The main voluntary organization for MDs specializing in Lyme disease is called 'ILADS' [pron. EYE-lads], short for International Lyme and Associated Diseases Society. Their website has much information and also a referral link to help you find an ILADS-member MD near you. Dr Burrascano's treatment guidelines on that website are well written, imo, tho I do not know if they are still being updated.
Compared to other ailments we experience, Lyme is still a confused area of medicine, and not all the docs are on the same page. I do know that a family member and I were both finally tested, diagnosed and treated properly (for Lyme and babesiosis) more than 5 years ago, and we are both quite healthy now (knock wood!) -- and I wish the same for you.
PS -- I just searched online for -- new jersey lyme disease -- and got some very promising links. (Cautionary word: because Lyme disease is a still-emerging area of medicine, some of the docs and their ideas are little strange, so if you find yourself with such a doc, take copies of all your test results to date and quietly get a second opinion from another Lyme doc. And ALWAYS get and keep at home full copies of all tests done. A future doc may be very much helped by the data.)
Another reason to have an ILADS member as your LLMD is that lyme almost always comes along with at least one co-infection and each one requires different meds.
Thank you for this information!! It really helps a lot. I've been searching around everywhere for any kind of advice but its hard because everyone lives in different states and everyone deals with different symptoms or the same but they will have it less/more serious so its hard to get "accurate" information (even though I know everything with lyme disease is misleading as far as knowledge of how to treat it goes ) so i'm trying to figure out what to do! I went to the hospital lastnight because my blood pressure has been really high and I fell in the shower. I knew I was going down but I kind of just let it happened so it was more of a slide down the wall from being dizzy. I just think the symptoms are progessively getting worse and I would rather get treated/ see a specialist so it doesn't get worse! Thankfully the hospital gave me a referal to a neurologist who also has treated lymes (im hoping it goes well with the doc--Im not sure if he's apart of ILADS but I will look into it!) Thank you again for the help!!
Oh no, really? I'm seriously so thrown off by all of this because my doctor really blew it off and I honestly thought the pains and symptoms I was going through was what everyone had throughout the day but Ill randomly ask my friends and they'll say no not at all.. So now I really believe there's something wrong and I need all the info/tips/advice I can get on how to deal with this!

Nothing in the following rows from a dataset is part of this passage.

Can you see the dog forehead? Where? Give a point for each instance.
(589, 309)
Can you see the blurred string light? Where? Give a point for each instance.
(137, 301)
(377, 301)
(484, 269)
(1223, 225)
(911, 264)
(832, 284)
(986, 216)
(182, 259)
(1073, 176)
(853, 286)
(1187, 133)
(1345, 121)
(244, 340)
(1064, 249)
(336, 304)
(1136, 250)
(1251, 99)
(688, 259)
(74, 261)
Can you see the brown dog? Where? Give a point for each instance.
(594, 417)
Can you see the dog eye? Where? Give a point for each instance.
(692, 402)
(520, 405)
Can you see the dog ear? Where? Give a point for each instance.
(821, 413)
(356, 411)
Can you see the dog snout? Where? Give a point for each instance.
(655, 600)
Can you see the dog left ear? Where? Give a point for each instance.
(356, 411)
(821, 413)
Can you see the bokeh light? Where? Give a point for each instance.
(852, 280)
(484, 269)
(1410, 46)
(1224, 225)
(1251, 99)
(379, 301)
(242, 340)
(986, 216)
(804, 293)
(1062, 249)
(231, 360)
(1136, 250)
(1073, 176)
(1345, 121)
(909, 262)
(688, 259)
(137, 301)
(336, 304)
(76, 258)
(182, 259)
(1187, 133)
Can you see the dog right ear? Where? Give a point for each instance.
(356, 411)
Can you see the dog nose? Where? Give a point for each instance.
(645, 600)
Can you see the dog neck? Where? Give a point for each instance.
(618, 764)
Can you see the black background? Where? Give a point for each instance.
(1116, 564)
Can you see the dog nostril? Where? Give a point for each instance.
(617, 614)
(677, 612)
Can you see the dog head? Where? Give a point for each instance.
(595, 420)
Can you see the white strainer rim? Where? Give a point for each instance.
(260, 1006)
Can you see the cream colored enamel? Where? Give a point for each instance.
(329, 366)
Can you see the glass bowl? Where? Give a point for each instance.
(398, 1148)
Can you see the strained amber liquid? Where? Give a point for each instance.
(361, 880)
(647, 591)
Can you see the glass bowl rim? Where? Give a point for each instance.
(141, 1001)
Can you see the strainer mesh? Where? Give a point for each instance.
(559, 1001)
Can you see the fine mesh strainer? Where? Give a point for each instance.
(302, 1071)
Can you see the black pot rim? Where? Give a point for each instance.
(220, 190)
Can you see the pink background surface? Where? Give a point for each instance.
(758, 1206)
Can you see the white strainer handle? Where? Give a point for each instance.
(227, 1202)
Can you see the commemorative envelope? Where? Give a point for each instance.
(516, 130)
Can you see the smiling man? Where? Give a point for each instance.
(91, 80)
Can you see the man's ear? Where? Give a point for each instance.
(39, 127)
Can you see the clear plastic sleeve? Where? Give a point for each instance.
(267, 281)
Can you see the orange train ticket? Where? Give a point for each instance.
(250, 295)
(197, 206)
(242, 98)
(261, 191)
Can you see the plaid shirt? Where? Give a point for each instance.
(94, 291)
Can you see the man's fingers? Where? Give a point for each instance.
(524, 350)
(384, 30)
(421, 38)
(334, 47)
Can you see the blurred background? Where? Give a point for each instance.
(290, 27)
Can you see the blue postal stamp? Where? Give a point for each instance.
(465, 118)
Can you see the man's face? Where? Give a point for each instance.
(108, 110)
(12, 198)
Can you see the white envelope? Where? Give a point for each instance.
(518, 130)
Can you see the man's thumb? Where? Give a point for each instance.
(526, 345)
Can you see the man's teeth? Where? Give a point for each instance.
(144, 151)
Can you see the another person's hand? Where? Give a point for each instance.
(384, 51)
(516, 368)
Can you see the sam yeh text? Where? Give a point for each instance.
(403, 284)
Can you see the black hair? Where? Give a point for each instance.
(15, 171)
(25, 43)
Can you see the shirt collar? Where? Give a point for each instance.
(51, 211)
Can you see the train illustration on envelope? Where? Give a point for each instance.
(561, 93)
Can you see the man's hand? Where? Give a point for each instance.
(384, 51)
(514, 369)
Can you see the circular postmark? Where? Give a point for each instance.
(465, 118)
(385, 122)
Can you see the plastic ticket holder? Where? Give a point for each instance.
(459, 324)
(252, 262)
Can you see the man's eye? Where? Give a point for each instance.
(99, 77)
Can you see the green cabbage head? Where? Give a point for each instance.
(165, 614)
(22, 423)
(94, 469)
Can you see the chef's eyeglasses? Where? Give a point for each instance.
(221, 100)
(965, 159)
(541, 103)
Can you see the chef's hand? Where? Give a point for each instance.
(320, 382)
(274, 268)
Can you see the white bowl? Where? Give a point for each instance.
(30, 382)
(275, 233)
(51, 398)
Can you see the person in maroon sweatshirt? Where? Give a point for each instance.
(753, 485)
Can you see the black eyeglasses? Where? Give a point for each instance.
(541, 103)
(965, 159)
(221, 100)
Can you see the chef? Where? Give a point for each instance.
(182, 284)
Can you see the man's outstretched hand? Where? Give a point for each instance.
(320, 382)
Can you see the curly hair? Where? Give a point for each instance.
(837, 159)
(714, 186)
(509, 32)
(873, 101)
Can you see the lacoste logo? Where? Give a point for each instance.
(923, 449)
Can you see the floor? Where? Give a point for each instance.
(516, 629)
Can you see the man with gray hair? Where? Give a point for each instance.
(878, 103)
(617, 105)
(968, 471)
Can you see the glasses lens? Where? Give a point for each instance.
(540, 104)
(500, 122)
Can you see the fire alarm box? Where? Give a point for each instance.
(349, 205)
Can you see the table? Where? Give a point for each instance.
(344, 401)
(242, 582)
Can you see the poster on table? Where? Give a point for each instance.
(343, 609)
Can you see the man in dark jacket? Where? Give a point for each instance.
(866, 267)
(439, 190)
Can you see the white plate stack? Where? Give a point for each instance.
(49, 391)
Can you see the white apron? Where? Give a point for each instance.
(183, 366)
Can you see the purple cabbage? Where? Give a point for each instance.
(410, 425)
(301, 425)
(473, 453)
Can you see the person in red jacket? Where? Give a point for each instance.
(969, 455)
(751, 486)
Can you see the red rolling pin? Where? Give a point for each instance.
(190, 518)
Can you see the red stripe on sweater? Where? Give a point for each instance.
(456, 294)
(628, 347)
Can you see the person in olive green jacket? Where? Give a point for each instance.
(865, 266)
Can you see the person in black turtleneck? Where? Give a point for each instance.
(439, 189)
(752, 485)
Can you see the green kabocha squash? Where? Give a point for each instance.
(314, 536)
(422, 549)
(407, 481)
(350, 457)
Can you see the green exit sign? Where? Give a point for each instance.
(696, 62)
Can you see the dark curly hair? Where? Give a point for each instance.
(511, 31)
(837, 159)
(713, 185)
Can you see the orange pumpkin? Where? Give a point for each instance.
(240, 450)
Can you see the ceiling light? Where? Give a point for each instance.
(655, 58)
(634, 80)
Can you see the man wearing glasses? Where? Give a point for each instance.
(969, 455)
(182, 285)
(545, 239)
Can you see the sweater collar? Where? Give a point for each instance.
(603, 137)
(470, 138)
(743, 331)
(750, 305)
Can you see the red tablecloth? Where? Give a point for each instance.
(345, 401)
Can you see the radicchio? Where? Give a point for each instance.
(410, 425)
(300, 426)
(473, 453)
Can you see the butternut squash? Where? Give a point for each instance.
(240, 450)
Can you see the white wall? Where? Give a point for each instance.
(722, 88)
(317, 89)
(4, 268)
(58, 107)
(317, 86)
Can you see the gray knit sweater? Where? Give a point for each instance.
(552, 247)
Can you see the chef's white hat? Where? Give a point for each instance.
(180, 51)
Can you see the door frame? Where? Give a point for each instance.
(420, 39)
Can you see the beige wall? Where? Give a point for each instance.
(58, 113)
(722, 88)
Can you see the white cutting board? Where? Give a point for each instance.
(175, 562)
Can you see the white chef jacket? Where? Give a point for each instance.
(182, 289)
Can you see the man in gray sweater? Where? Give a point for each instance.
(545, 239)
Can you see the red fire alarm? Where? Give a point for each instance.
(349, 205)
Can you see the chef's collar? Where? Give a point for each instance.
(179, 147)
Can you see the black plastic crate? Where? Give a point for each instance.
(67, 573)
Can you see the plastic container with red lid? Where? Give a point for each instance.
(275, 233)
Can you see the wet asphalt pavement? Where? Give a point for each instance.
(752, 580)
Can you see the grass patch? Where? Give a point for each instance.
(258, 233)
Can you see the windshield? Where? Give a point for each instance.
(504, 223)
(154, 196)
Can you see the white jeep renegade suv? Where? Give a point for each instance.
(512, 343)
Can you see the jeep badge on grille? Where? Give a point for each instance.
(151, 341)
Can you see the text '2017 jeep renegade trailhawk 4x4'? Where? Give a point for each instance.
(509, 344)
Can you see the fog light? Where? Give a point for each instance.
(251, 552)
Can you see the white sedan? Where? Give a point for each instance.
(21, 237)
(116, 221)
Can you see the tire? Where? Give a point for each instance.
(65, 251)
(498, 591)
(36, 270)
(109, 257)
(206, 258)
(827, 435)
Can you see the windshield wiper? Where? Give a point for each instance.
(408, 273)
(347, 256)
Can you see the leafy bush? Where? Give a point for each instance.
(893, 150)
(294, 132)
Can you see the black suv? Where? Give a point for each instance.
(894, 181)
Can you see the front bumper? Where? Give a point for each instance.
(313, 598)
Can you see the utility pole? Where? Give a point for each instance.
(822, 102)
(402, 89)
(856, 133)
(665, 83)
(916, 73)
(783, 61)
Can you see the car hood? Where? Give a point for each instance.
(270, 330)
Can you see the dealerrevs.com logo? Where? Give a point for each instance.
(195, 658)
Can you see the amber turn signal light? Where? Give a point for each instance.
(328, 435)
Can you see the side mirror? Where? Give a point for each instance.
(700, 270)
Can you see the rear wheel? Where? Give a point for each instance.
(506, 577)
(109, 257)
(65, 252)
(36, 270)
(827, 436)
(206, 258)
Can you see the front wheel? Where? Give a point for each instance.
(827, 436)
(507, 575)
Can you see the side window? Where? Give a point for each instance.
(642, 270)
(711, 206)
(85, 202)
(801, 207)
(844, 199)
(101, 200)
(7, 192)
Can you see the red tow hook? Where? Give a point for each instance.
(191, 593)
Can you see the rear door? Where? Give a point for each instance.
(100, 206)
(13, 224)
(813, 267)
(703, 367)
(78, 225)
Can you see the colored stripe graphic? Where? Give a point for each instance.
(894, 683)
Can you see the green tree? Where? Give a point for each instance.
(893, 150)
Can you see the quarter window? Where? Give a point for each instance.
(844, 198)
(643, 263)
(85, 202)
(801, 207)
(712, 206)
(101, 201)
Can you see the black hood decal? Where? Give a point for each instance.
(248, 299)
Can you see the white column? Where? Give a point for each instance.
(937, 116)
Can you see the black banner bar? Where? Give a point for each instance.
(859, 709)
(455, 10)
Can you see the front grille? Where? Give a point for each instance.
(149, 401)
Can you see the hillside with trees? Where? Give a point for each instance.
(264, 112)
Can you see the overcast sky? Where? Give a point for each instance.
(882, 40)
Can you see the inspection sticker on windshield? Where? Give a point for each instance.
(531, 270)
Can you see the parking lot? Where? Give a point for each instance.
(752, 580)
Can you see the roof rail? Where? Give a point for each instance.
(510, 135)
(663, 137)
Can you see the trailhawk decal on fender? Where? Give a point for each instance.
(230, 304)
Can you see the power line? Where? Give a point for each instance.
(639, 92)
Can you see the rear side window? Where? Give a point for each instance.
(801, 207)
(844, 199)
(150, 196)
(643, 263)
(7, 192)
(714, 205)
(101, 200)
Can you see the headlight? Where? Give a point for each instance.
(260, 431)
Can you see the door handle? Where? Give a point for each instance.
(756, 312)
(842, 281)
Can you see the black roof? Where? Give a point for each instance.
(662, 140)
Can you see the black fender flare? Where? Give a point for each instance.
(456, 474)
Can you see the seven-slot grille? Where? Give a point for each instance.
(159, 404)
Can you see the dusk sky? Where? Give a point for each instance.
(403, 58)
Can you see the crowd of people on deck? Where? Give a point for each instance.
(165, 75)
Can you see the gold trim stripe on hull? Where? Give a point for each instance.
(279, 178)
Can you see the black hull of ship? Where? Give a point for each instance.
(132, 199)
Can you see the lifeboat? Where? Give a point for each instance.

Thanks for the advice!!!
There is indeed much confusion among MDs who treat patients with Lyme -- some docs take it seriously, others think it's not such a big deal. If you look around online and at patient-focused Lyme groups near you, you will find people who do take Lyme seriously and know how to test and treat it. If you search online for --- ILADS New Jersey ---
you will find quite a few links to patient-oriented Lyme groups that can help you find a good doc nearby. Let us know how you do!